The Sleep Experiment
by
Jeremy Bates
Horror, Thriller
Richard Alex Jenkins
Two stars because of the reasonably fluid and smooth reading style.
Minus three stars for being vapid and reading more like a self-help book on personal grooming and hygiene and how to behave like cringe-ridden cretins with wooden, stereotypical characters and cheesy dialogues!
The intriguing questions remain, however: Do we actually need to sleep and why do we do it? We don’t need to hide at night from predators to conserve energy, but more importantly, what happens if we get no sleep at all? I think it’s something to do with resetting our brains so that a new and fresher day can begin and allowing our bodies to recover so that we don’t collapse from exhaustion. The book thinks there’s something more sinister at play.
The amount of banal chit-chat regularly got on my nerves, making the main characters seem drab and shallow. There’s the stereotypical good-looking males/females, plus the rather dimwitted and even more stereotypical cohorts from Korea, India and Australia, with their regional traits, accents and expressions. It's really patronising and borderline discriminatory.
The writing often feels loose and frivolous, concentrating on unnecessary character development that has nothing to do with the focus of the story or anything to do with expected tension and horror. The story keeps on switching backwards and forwards between encounters at bars and restaurants, a mix that turns you off more than drawing you in. If you like that sort of thing, great, but it doesn't feel right here. Everyone comes across as overprivileged, spoiled, corny and cliched. None of the characters seem like serious professionals, but shallow people subject to pointless and banal repetition. The story feels more like Starbucks with a romantic twist, better rebadged as a thriller with plenty of fluffy filler.

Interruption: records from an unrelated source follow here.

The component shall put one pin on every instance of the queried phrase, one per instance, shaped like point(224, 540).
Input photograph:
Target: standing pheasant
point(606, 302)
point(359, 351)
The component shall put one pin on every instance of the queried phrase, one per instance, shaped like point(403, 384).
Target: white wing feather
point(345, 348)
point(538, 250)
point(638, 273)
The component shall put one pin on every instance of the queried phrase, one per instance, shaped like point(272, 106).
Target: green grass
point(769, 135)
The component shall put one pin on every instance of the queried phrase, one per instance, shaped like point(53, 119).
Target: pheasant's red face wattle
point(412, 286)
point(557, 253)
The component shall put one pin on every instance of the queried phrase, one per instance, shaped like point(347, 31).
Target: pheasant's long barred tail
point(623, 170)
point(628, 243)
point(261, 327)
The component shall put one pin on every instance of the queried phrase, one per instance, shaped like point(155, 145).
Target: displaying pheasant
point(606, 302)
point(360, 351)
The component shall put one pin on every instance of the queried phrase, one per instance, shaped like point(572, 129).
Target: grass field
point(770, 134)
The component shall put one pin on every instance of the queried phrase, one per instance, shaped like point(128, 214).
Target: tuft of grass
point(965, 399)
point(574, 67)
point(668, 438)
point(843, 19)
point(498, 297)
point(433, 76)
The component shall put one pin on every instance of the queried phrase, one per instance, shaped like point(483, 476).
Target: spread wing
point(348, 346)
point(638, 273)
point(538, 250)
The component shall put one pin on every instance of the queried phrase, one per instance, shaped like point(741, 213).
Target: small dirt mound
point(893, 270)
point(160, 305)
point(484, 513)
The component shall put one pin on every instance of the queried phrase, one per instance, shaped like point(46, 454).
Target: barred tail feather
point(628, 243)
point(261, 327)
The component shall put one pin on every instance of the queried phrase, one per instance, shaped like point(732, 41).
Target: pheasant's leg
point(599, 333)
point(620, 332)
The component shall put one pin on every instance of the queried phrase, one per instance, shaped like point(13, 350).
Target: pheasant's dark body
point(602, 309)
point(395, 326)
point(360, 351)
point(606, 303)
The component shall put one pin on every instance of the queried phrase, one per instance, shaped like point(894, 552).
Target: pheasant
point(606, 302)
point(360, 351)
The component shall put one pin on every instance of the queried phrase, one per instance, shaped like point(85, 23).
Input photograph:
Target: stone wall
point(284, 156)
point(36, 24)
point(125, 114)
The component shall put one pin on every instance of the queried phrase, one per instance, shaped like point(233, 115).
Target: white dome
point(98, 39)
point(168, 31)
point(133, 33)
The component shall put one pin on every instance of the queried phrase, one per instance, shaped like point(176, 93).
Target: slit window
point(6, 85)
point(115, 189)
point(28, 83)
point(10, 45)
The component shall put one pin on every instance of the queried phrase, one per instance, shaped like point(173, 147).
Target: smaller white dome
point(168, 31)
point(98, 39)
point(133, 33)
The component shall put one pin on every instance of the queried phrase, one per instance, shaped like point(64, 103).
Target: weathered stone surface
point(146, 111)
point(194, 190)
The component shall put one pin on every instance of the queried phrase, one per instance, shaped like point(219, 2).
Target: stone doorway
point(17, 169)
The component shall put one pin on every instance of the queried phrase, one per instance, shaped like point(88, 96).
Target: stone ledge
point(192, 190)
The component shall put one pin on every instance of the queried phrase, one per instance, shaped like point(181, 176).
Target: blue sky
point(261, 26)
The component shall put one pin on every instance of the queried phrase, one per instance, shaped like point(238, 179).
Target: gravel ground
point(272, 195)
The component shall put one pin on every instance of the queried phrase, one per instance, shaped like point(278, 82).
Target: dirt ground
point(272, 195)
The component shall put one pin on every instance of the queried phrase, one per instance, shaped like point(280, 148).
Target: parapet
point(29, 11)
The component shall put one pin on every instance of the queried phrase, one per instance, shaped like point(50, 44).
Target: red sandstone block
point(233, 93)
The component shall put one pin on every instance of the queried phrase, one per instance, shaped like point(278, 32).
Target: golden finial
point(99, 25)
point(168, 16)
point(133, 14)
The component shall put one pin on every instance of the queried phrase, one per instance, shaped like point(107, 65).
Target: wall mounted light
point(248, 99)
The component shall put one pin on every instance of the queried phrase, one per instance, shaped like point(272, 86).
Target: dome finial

And then there's the sleep experiment itself, the reason I purchased the book, intermixed with all the boozing, dining and sexing from the doctor who presides over the entire experiment, and then there's his assistants, their own love lives, interspersed with the love lives of their irrelevant partners on top of that, and so on. The book goes down the chute and doesn’t recover.
Worst of all, when characters speak to each other it comes across as distant, static, awkward and wrong. People don’t talk to each other like that, which is strange when you consider the amount of research the author did into technicalities and descriptions, but not into how characters actually interact. I found huge amounts of the dialogue cringeworthy and annoying.
There’s too much focus on pointless activities away from the sleep experiment and not enough action from an internal perspective - I mean, from the people who are subject to the experimental situation and experiencing its potential drawbacks and horrors. We don’t get to feel anything about the experimental rats from their perspective, other than they banter and bicker with each other from time to time. When we get direct action, it’s back to eating out and getting laid.
This book annoyed the hell out of me.
Unlike The Girl Next Door by Jack Ketchum, for example, which brilliantly makes it work from a third-party instead of a direct perspective, this is 80% about relationships and very little to do with tension or horror. It would have been a better book as a standalone romantic thriller with betrayals and intrigue with a smidgen of disjointed backstabbing, murdering and schizophrenia.
There’s little tension, it doesn’t shock and is far too implausible to be taken seriously. I’ll leave the criticisms alone for now… it’s just not a very good book.
A few final words: Don’t get me started on the lack of forensic evidence. It’s rubbishy and daft.